1. The utility model provides a gaseous detection robot of non-adhesive formula, includes main part (1), its characterized in that, gyro wheel (2) are installed to the lower lateral wall of main part (1), mounting groove (3) have been seted up to the last lateral wall of main part (1), install in mounting groove (3) and detect a section of thick bamboo (13) and an installation section of thick bamboo (4), be provided with separation mechanism on an installation section of thick bamboo (4), separation mechanism is including fixing two motor (14) and telescopic link (18) on an installation section of thick bamboo (4), two the drive end of motor (14) is fixed with blowing roller (15) respectively and winds material roller (16), blowing roller (15) and wind and be connected with between material roller (16) thin film (17), the end of telescopic link (18) is fixed with test bar (19), be provided with test probe (24) on test bar (19).
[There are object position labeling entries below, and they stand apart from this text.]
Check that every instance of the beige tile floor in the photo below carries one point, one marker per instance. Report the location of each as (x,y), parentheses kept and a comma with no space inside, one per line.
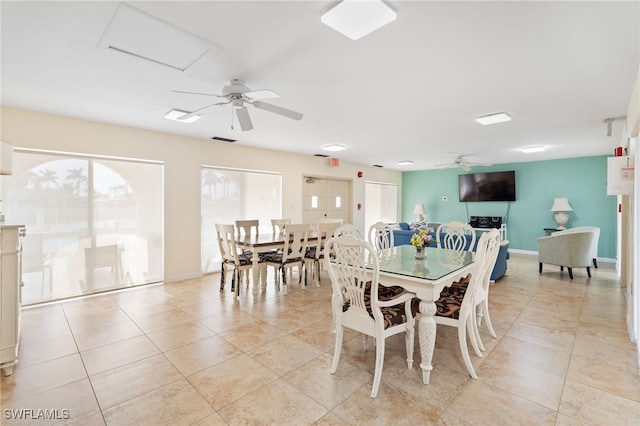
(183,353)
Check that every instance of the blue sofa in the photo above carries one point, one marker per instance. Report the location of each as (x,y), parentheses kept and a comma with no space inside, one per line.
(403,237)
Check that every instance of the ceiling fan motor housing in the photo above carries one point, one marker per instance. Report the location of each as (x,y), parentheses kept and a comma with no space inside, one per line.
(236,87)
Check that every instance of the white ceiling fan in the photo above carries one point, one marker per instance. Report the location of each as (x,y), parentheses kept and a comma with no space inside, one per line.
(237,94)
(463,163)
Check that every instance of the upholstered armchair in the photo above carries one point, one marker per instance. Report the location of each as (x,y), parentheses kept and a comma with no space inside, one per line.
(594,244)
(570,249)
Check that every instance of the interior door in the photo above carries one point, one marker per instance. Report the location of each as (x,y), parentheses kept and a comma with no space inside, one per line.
(325,198)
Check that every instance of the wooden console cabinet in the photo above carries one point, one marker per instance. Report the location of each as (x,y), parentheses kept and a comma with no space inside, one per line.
(10,294)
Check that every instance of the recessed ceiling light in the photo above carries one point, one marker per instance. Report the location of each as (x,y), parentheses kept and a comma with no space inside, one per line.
(334,147)
(499,117)
(175,115)
(356,18)
(530,149)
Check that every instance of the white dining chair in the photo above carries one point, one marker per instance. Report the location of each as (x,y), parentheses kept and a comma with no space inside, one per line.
(231,259)
(292,255)
(315,253)
(456,236)
(348,228)
(456,305)
(380,236)
(277,225)
(360,303)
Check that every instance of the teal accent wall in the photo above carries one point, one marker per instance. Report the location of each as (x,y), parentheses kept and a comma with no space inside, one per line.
(582,180)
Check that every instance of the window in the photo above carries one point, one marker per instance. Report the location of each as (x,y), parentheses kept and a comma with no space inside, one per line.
(93,224)
(230,194)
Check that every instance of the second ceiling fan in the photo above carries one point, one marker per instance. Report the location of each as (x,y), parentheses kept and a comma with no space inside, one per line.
(237,94)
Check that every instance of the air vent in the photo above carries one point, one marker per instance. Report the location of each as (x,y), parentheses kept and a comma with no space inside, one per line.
(221,139)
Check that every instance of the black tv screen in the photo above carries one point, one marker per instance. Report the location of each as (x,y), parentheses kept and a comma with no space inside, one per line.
(493,186)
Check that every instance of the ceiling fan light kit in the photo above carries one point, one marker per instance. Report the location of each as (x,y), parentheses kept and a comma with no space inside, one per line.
(177,114)
(237,94)
(499,117)
(356,18)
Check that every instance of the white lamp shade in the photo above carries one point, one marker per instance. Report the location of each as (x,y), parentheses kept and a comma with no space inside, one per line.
(561,205)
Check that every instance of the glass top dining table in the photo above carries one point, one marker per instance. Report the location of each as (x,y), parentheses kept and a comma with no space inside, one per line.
(426,278)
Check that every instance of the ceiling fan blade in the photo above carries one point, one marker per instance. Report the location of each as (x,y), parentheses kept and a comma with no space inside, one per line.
(244,119)
(192,113)
(261,94)
(278,110)
(197,93)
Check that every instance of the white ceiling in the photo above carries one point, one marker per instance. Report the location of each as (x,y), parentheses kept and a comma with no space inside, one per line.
(410,90)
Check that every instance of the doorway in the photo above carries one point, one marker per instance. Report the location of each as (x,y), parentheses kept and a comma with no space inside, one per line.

2. The non-adhesion gas detection robot of claim 1, characterized in that, the outer wall of main part (1) is fixed to be inlayed and is equipped with shock tube (6), the tip of shock tube (6) slides and is inlayed and is equipped with collision pole (7), the cover is equipped with expanding spring (9) on the outer wall of collision pole (7), the both ends of expanding spring (9) respectively with the outer wall of collision pole (7) and the inner wall fixed connection of shock tube (6), the end fixing of collision pole (7) has piston plate (8) that contact with shock tube (6) inner wall, be equipped with cooling tube (10) of multistage and continuous setting in main part (1), be connected with the outlet pipe between the tip of cooling tube (10) and the tip of shock tube (6).

3. The non-adhesion type gas detection robot according to claim 2, wherein a piston tube (11) is connected to the other end of the cooling tube (10), a sliding rod (12) is movably arranged at the end of the piston tube (11), and a limiting sheet is fixed to one end of the sliding rod (12) located in the piston tube (11).

4. The non-adhesion gas detection robot according to claim 1, wherein a cavity is formed in the end of the detection rod (19), an extrusion rod (20) is slidably inserted into the end of the detection rod (19), a wedge (22) is fixed at one end of the extrusion rod (20) located in the cavity, a return spring (23) is sleeved on the outer wall of the detection rod (19), two ends of the return spring (23) are respectively fixedly connected with the outer wall of the extrusion rod (20) and the inner wall of the cavity, a vertical movable rod (21) is slidably inserted into the upper end of the detection rod (19), a connection spring (5) is sleeved on the outer wall of the movable rod (21), two ends of the connection spring (5) are respectively fixedly connected with the inner wall of the cavity and the outer wall of the movable rod (21), the lower end of the movable rod (21) is located in the cavity and is in contact with the inclined plane of the wedge (22), the detection probe (24) is fixedly embedded on the outer wall of the movable rod (21).

5. The non-adhesion type gas detection robot according to claim 4, wherein the height of the wedge-shaped block (22) is gradually reduced from left to right.

6. The non-adhesion type gas detection robot according to claim 4, wherein the lower end of the movable rod (21) is arranged in an arc shape.

7. The non-adhesive gas detection robot according to claim 1, wherein the width of the film (17) is larger than the diameter of the detection cylinder (13).